Po całonocnej jeździe autokarem rozpoczęliśmy zwiedzanie od przepięknej, bogatej w zabytki Florencji. Renesansowe budynki, kościoły i katedry aż przytłaczały wielkością i urodą. Z Florencji lokalnym pociągiem dojechaliśmy do niedużej, ale urokliwej Pistoi. Oprócz zwiedzania był czas na pyszne włoskie lody i pizzę.
Drugi dzień przywitał nas słońcem i zapowiedzią rejsu statkiem wzdłuż Wybrzeża Liguryjskiego. Zapierające dech w piersi widoki osad średniowiecznych zawieszonych nad urwiskami, miast wpisanych na światową listę zabytków Unesco, a także mewy nad głową i pluskające obok statku delfiny - to z pewnością zapamiętamy z tego dnia.
W trzecim dniu po śniadaniu pojechaliśmy do Sieny - przepięknego "miasta z cegły", leżącego na trzech wzgórzach.

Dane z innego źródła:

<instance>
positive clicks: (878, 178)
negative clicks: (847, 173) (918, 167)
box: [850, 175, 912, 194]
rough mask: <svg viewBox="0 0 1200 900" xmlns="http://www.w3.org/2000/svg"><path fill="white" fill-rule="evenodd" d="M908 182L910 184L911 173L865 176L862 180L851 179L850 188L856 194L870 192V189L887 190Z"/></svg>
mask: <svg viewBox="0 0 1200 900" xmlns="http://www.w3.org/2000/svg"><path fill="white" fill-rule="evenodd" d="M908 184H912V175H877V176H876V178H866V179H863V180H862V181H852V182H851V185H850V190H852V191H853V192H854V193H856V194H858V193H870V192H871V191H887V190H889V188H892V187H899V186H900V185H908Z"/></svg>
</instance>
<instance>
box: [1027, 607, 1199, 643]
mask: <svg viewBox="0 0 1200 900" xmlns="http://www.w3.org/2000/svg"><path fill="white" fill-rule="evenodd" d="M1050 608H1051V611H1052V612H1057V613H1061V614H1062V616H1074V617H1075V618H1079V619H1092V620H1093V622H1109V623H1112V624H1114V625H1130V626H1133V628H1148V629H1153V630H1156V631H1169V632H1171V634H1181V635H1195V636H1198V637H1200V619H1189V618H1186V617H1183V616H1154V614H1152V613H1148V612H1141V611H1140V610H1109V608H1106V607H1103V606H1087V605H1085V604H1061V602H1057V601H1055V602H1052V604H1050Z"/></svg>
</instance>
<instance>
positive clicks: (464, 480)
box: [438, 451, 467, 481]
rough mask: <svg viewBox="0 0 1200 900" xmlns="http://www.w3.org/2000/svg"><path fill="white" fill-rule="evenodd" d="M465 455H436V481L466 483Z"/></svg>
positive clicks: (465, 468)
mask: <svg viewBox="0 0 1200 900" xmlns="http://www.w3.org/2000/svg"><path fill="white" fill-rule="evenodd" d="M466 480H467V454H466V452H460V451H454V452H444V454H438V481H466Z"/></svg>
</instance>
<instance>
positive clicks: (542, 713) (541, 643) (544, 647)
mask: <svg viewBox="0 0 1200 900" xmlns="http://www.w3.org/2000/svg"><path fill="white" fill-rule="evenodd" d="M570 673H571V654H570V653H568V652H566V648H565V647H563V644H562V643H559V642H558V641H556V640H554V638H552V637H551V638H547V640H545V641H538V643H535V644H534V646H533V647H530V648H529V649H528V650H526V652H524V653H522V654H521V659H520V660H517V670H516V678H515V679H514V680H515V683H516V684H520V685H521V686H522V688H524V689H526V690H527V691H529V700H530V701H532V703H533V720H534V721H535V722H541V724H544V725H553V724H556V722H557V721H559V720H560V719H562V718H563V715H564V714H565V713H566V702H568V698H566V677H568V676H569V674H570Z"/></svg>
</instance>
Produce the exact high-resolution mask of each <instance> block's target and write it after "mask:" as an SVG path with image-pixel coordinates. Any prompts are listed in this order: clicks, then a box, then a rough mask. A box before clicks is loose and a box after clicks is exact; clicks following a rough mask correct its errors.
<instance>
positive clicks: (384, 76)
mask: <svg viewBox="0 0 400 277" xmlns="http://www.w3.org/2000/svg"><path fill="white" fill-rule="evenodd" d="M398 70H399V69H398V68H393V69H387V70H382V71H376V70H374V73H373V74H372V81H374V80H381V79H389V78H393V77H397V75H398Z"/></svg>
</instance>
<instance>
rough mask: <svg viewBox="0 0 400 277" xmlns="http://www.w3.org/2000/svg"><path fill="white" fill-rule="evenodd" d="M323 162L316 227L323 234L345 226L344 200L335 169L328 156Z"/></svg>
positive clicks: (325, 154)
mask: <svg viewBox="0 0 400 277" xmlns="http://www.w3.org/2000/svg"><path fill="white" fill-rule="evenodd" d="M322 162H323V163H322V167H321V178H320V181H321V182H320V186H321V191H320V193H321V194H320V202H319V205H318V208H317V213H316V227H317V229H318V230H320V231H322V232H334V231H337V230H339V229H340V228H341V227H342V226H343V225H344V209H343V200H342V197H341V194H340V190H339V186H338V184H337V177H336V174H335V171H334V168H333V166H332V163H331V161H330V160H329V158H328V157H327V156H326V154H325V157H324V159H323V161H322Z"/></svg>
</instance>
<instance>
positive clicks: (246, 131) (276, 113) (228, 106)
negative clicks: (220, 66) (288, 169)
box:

Wrażenie zrobiły na nas nie tylko gotyckie kamienice i kościoły, ale także ogromny plac Piazza del Campo - centralny rynek miasta z XIII wieku, wyłożony cegłą i marmurem, który jest przykładem jednego z najwspanialszych placów dawnej Europy. Po południu zwiedzaliśmy San Gimingano zwane " Manhattanem średniowiecza" z powodu licznych wież w zabudowie.
Nasze ostatnie " zwiedzanie" to Lukka - miasto "stu kościołów" oraz Piza, słynna z krzywej, każdemu znanej ze zdjęć wieży.
Natomiast ostatni dzień , gwarantujący niezapomniane wrażenia to zabawy i atrakcje, które oferował Park Rozrywki Gardaland. Szalona jazda na rollercoasterach, odwróconych kolejkach, mamutach i raptorach dostarczyła adrenaliny nawet najbardziej wymagającym z nas.
Po tych wszystkich atrakcjach, zmęczeni, ale baaardzo zadowoleni wróciliśmy szczęśliwie do domu.
Dodać jeszcze trzeba, że mieszkaliśmy w 4-gwiazdkowym hotelu, gdzie oprócz wygodnych pokoi serwowano pyszne włoskie dania. Nawet największe szkolne niejadki zjadały wszystko z apetytem.
Ta wycieczka na pewno pozostanie w naszej pamięci i jeszcze długo będziemy ją wspominać.